A Rust library for parsing org-mode files.
https://poiscript.github.io/orgize/
MIT License
278 stars 34 forks source link

Orgize validation fails when parsing certain unicode values #22

Closed calmofthestorm closed 7 months ago

calmofthestorm commented 4 years ago

In general I expect weird unicode values to get "interesting" results, but I'm going to report this since it results in a panic when debug_assertions are enabled.

Each of these characters, alone, as input, results in a panic in debug builds. I recommend running the example below with --release as otherwise calling parse will panic.

Up to you as to whether it's worth fixing. I saw you had a fuzz test in the source tree so I assume that crashes like this might be of interest, but I can also understand not wanting to go down the unicode rabbithole and it's unclear to me how often these actually come up in real use.

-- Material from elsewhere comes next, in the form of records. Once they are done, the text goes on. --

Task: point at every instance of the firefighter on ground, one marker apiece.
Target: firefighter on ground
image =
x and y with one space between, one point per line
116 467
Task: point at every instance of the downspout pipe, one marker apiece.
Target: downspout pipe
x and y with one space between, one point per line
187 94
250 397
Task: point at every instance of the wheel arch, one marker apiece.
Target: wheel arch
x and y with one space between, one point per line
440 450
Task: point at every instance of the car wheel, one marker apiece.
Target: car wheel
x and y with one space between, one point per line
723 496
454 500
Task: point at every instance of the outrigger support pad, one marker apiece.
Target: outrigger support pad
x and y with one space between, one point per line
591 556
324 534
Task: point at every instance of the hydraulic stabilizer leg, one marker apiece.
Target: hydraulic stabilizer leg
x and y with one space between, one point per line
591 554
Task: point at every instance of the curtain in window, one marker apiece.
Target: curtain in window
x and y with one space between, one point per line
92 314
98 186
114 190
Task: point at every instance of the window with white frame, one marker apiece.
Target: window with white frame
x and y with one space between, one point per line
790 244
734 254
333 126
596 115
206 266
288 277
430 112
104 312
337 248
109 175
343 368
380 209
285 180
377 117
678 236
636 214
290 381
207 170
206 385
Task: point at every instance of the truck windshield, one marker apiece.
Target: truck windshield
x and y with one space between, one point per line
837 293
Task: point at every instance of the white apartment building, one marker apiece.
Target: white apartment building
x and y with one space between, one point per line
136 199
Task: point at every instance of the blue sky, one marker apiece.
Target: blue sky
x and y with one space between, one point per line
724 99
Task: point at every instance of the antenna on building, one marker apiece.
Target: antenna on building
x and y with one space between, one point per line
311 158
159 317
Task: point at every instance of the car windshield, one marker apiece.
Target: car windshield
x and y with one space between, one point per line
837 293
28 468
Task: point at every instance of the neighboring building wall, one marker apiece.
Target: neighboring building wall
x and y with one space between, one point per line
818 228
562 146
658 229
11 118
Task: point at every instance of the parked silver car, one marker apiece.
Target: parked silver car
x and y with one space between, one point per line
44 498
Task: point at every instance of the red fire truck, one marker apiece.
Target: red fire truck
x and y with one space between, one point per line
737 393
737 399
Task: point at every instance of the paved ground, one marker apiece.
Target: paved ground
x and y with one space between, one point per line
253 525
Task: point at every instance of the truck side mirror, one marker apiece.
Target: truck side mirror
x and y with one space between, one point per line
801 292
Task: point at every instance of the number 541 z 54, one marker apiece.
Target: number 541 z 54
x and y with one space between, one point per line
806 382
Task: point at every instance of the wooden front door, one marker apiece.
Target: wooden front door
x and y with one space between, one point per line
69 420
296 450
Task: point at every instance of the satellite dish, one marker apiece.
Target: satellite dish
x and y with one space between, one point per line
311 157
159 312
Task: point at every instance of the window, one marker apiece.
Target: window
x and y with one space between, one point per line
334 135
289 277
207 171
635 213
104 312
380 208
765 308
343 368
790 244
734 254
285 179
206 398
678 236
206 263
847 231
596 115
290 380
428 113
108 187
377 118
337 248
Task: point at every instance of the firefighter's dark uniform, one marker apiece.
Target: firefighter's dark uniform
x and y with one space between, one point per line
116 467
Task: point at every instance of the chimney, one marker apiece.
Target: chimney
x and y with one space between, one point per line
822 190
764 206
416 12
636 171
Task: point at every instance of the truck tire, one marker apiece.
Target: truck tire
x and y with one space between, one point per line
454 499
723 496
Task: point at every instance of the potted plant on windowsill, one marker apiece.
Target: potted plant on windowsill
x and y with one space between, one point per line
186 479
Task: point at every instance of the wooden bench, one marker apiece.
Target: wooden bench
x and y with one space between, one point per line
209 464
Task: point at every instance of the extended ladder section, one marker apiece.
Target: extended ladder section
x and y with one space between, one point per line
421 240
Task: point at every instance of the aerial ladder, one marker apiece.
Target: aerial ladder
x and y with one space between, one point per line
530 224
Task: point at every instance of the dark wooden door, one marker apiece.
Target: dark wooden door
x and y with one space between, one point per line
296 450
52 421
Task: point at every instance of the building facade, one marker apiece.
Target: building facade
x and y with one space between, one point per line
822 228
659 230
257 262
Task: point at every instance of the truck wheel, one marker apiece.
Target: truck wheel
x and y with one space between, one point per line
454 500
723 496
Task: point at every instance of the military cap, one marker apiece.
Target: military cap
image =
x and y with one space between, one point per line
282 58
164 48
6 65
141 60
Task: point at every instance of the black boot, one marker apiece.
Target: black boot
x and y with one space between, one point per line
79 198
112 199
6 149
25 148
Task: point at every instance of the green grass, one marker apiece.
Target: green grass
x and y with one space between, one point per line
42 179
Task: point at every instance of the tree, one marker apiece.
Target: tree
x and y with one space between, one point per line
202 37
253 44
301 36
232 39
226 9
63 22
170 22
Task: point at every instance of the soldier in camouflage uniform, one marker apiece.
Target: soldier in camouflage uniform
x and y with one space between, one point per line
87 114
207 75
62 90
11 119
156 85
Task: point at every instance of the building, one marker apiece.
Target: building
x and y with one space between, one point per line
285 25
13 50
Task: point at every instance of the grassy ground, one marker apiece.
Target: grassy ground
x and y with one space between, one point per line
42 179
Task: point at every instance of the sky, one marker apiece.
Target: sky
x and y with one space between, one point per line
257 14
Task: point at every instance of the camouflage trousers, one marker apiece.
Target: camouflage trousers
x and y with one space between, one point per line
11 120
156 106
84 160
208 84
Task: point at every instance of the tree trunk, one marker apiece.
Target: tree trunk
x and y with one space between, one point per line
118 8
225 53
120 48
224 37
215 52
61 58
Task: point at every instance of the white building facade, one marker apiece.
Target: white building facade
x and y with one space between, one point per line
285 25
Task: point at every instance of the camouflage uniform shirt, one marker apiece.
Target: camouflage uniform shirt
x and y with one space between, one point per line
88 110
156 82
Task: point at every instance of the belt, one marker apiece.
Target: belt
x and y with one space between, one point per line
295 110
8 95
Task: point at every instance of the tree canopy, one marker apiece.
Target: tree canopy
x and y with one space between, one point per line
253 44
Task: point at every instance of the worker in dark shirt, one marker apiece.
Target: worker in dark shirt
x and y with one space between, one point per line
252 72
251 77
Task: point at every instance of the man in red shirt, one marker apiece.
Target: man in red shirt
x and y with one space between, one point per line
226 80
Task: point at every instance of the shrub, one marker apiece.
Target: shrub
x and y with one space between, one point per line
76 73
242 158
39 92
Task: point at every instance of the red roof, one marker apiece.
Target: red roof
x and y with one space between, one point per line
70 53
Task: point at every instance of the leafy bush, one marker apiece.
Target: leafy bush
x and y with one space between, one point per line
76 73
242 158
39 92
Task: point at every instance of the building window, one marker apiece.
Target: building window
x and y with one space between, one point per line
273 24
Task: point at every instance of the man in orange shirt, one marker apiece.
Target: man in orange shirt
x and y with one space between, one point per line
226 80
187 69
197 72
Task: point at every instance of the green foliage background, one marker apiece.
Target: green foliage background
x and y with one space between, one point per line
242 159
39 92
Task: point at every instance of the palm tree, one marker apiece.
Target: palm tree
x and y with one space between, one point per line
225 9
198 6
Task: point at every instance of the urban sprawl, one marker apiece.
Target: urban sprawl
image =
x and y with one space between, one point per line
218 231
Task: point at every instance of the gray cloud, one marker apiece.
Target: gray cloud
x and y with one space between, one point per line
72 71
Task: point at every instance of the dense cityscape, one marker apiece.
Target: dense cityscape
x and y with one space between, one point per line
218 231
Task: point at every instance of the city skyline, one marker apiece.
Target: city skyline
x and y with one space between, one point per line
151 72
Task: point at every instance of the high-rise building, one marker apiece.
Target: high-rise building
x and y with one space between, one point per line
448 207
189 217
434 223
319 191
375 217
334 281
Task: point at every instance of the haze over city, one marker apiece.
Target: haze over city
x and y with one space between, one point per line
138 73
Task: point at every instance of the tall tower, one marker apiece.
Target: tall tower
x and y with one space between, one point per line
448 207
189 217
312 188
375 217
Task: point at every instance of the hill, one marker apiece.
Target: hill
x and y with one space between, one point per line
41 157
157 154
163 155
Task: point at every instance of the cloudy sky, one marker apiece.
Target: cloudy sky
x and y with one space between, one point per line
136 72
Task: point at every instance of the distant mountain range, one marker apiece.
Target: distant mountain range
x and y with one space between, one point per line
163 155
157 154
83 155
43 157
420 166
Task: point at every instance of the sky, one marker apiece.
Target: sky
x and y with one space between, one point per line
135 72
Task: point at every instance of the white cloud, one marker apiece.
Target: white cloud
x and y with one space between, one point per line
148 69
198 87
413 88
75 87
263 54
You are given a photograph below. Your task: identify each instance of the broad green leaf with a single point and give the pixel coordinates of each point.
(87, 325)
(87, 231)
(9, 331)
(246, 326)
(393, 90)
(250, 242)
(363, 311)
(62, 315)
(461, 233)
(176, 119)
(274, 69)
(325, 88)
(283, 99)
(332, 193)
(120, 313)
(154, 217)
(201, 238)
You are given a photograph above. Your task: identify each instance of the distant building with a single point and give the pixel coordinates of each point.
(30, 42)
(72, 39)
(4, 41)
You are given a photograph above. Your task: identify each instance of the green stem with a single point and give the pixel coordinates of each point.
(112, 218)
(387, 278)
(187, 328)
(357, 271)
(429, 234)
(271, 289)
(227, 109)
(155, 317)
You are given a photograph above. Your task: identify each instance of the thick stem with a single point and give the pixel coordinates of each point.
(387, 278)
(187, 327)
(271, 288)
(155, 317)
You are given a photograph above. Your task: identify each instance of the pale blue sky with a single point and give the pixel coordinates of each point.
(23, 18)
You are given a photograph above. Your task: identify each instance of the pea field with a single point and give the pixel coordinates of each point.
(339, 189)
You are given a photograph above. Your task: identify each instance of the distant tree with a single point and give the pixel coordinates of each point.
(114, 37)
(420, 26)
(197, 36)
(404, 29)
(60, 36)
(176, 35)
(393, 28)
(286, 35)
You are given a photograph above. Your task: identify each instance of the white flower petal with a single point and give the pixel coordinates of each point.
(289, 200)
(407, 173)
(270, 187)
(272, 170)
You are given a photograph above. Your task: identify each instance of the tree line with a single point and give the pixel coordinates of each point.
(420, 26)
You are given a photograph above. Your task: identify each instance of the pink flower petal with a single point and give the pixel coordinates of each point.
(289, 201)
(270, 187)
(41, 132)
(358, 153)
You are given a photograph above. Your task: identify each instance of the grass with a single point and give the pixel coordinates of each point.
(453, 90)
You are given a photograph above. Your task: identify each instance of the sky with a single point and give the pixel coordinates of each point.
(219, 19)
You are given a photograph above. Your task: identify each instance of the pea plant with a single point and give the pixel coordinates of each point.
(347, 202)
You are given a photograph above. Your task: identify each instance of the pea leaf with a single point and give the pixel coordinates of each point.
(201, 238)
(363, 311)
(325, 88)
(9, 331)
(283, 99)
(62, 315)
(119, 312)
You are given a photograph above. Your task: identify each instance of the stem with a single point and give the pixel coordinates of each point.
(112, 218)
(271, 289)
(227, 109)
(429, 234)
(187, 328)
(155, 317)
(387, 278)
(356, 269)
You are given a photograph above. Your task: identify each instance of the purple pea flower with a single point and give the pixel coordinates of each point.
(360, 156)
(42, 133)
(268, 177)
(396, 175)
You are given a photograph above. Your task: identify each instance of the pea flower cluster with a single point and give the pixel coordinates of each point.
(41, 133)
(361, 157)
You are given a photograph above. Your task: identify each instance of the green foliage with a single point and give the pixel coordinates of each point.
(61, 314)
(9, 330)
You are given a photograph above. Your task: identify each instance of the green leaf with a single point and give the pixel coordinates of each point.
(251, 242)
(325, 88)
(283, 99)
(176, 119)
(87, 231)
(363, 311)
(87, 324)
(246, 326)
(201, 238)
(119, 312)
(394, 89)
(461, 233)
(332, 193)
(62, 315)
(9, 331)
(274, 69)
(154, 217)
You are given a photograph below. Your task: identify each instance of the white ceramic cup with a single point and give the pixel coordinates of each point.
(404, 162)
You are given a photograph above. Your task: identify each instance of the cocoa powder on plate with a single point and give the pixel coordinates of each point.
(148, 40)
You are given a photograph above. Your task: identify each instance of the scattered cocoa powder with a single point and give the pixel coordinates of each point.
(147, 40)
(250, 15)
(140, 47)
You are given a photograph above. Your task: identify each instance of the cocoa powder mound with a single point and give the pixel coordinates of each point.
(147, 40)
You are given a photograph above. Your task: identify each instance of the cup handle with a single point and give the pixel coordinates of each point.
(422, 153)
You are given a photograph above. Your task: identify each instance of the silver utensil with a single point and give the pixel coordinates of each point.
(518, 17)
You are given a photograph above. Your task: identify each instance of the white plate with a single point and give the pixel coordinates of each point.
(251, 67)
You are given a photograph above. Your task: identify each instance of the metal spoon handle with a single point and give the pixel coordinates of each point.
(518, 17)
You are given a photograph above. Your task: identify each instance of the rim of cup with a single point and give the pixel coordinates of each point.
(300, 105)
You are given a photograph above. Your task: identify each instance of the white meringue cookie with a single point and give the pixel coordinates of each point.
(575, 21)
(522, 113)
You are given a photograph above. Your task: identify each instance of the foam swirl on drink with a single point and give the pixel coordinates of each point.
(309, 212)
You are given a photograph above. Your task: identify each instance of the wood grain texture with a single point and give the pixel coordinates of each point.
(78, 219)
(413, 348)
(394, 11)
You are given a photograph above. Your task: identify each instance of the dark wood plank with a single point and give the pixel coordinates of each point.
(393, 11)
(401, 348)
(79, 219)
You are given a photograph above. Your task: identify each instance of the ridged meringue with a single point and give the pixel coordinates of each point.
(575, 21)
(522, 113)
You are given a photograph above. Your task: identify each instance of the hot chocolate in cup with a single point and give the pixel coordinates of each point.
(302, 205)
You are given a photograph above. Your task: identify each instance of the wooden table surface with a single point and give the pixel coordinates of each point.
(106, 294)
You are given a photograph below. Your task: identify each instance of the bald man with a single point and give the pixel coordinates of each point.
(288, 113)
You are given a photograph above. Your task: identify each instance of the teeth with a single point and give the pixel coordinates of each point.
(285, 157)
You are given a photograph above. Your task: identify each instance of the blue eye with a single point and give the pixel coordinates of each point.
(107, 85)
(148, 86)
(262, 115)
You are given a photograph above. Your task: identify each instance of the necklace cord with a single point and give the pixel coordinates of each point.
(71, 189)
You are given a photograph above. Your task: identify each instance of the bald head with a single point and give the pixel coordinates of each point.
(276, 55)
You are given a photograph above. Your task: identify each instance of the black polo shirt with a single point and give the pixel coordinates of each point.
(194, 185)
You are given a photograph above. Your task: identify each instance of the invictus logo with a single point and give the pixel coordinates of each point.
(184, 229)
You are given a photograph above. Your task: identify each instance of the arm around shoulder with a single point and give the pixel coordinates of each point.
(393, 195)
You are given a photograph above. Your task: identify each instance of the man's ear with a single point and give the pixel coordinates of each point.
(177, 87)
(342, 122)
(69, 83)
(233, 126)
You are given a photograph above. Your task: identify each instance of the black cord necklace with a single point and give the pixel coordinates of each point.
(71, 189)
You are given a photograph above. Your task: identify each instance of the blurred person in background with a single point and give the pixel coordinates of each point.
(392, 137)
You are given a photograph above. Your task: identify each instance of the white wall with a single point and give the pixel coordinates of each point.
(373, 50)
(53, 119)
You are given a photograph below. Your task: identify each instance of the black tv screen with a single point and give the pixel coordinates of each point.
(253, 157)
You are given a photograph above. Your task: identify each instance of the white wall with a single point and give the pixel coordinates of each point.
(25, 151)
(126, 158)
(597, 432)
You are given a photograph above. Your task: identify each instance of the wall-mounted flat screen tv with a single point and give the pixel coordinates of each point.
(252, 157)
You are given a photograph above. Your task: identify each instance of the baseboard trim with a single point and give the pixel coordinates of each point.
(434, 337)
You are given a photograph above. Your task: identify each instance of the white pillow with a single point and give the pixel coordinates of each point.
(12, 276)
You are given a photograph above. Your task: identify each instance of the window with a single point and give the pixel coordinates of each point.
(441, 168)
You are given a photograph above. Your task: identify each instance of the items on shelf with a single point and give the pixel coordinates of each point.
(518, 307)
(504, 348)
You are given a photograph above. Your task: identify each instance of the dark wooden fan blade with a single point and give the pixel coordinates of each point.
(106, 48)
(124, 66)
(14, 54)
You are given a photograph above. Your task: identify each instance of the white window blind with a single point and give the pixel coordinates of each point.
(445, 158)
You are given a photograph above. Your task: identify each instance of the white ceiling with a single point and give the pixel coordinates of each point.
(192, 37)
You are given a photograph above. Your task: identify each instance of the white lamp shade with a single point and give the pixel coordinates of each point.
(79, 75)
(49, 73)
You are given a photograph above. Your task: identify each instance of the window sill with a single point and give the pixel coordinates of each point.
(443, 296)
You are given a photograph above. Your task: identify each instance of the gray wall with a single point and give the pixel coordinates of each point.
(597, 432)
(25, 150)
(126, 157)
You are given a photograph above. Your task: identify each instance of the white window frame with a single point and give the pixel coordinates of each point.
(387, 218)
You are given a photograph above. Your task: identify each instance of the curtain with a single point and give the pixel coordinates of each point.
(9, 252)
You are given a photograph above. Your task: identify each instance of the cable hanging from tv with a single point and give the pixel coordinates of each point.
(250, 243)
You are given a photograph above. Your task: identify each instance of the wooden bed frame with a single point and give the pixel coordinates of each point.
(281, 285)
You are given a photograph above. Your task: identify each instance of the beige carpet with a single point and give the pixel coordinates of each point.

The one or two I tested with org-element work correctly -- a headline containing them in the title is parsed correctly.

fn main() {
    let s = "\u{000b}\u{0085}\u{00a0}\u{1680}\u{2000}\u{2001}\u{2002}\u{2003}\u{2004}\u{2005}\u{2006}\u{2007}\u{2008}\u{2009}\u{200a}\u{2028}\u{2029}\u{202f}\u{205f}\u{3000}";

    for (i, c) in s.chars().enumerate() {
        let org = orgize::Org::parse_string(c.to_string());
        println!("Validation ok for {}: {}", i, org.validate().is_empty());
    }
}
PoiScript commented 4 years ago

Thanks for reporting. Orgize will automatically validate the parsed struct and panic if any error occurs. It's disabled in release mode for increasing performance. For fuzz test, I believe it was broken after I upgraded to 2018 edition. But I just keep forgetting to fix it.

PoiScript commented 4 years ago

Oh, I see. I only check for the ascii whitespaces in some functions. But str::trim actually remove both ascii whitespaces and unicode whitespaces.

PoiScript commented 4 years ago

This was fixed by ba9c83c. But I decided to keep this issue opened as a remainder and closed it once we replace every u8::is_ascii_whitespace with char::is_whitespace.